Comprendía la Corona, Castilla la Vieja, Castilla la Nueva o Reino de Toledo, el de León, el de Galicia, el de Asturias y los reinos de Córdoba, Granada, Jaén, Sevilla y Murcia. En él tenía su asiento el gobierno central, especialmente desde que Felipe II convirtió en corte permanente la villa de Madrid, y en él también como hemos dicho, era el poder real muy fuerte y respetado.
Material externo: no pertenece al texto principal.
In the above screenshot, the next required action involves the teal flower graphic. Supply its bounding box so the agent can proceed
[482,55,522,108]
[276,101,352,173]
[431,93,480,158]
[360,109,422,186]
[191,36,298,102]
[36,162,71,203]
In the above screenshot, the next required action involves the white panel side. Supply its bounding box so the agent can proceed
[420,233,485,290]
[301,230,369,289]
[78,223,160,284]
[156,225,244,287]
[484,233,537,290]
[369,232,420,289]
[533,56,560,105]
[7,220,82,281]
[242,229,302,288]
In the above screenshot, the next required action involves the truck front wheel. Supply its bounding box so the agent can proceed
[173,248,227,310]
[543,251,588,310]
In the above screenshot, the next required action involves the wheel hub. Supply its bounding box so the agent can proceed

Sin embargo no se crea que hubiese desaparecido todo vestigio de la libertad antigua; por el contrario, se conservaban varios mas o menos desnaturalizados, mas o menos decaidos, y además de las cortes que se reunieron con mucha frecuencia, excepto en el reinado del último monarca, existían aun las municipalidades con sus franquicias e independencia.
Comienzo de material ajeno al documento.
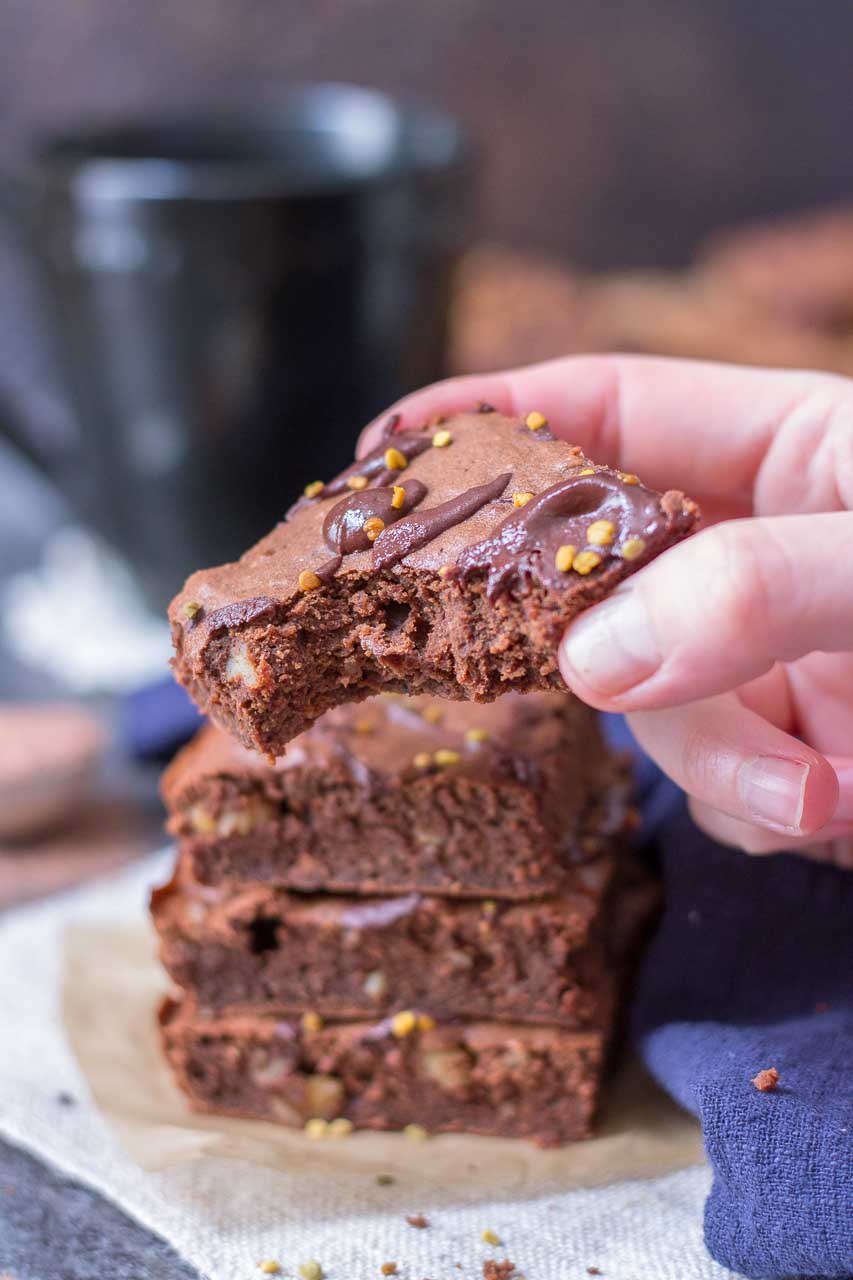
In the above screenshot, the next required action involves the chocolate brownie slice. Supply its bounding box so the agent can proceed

En la elección de los miembros que componían los capítulos o cabildos, no podía el rey intervenir lo mas mínimo, y los elegidos debían unicamente su autoridad, al voto de sus conciudadanos. Los de Sevilla, Granada y Córdoba se componían cada uno de 24 hidalgos y en ellos y en un alguacil mayor que los asistía, cuyas funciones eran hereditarias, descansaba todo el peso del gobierno y de la administración local. Quedaban además las órdenes militares, que si bien reconocían por gran maestre al soberano, no dejaban de embarazar la acción del poder real en sus dilatadas posesiones con sus leyes y fueros especiales, y existía, aun por fin, la aristocracia eclesiástica y seglar con sus cuantiosas rentas, sus vastos dominios y con el prestigio que daba a sus miembros su antiguo nombre, su ministerio y el gran número de hidalgos pobres que mantenían en sus casas.
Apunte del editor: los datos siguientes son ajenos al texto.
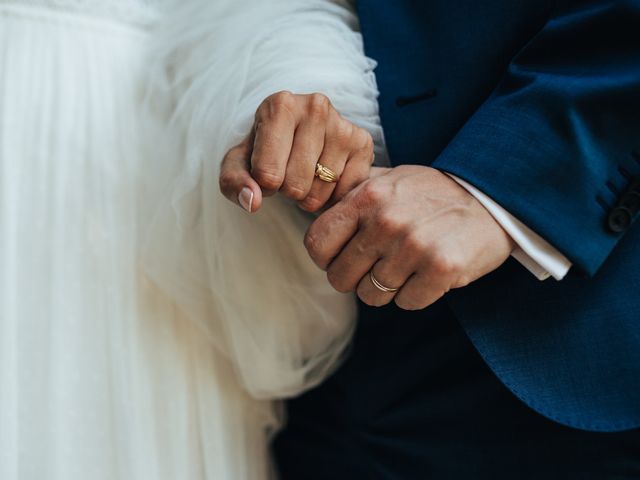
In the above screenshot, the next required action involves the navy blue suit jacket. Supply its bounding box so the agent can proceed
[358,0,640,431]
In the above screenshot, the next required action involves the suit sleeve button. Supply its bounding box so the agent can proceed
[607,206,633,233]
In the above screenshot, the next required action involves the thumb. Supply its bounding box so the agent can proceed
[219,140,262,213]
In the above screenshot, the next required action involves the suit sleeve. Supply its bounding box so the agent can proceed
[433,0,640,275]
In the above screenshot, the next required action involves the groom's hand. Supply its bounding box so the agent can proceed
[305,166,514,310]
[220,92,373,212]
En Madrid residían el Gobierno y los grandes consejos auxiliares de la corona, para cada uno de los reinos y territorios agregados a ella, a los que, como sabemos, dio Felipe II su organización definitiva. El de Castilla, sucesor del de Estado, tomaba la iniciativa en todas las grandes disposiciones que se rozaban con los intereses generales de la monarquía. El número de plazas del Consejo Real fue fijado en 16 por aquel mismo monarca, quien dispuso que fuesen letrados todos sus miembros; Carlos II añadió 4 plazas mas, y ya antes Felipe IV había aumentado su poder autorizándole, no solo para representar, sino para replicar a sus resoluciones. El progresivo decaimiento a que venían las cortes, fue causa de que ejerciese con frecuencia funciones legislativas, administrativas y judiciales, hasta el punto de expedir de orden del rey y a veces sin ella, pragmáticas, cédulas y decretos, reglamentos y circulares.
Sobre Castilla pesaban principalmente las cargas de la monarquía, que tan onerosas se hicieron desde el reinado de Felipe II; los reinos aragoneses, Navarra y las Provincias Vascongadas hallaban en sus franquicias medio de eludir casi siempre las exigencias del rey, y esto al propio tiempo que contribuía a que estos pueblos se aferraran mas a sus leyes particulares, aumentaba el encono con que eran mirados por los castellanos, envanecidos por ocupar el primer puesto en la monarquía y por el monopolio del tráfico de Indias, que exclusivamente se habían reservado. Y no solo a aquellos reinos afectaban tratar como pueblos conquistados, sino también a los andaluces. Basta leer en el final de los Anales de Gerónimo de Zurita la relación que hizo al consejo del rey, Alfonso de Santa Cruz (a su dictamen contestó con una apología de la obra, el cronista de Felipe II, Ambrosio de Morales, y aquélla se imprimió en 1610), encargado por el mismo de dar su dictamen acerca de la obra, antes de su impresión, para conocer los celos y las rivalidades que abrigaban castellanos y aragoneses y cual era el afán de los primeros por disminuir y empañar las glorias mas legítimas de la historia de estos reinos. España, país del heroísmo y del valor, no podía avenirse con la homogeneidad, pues siempre ha de ser base de aquél, un individualismo fuerte y poderoso.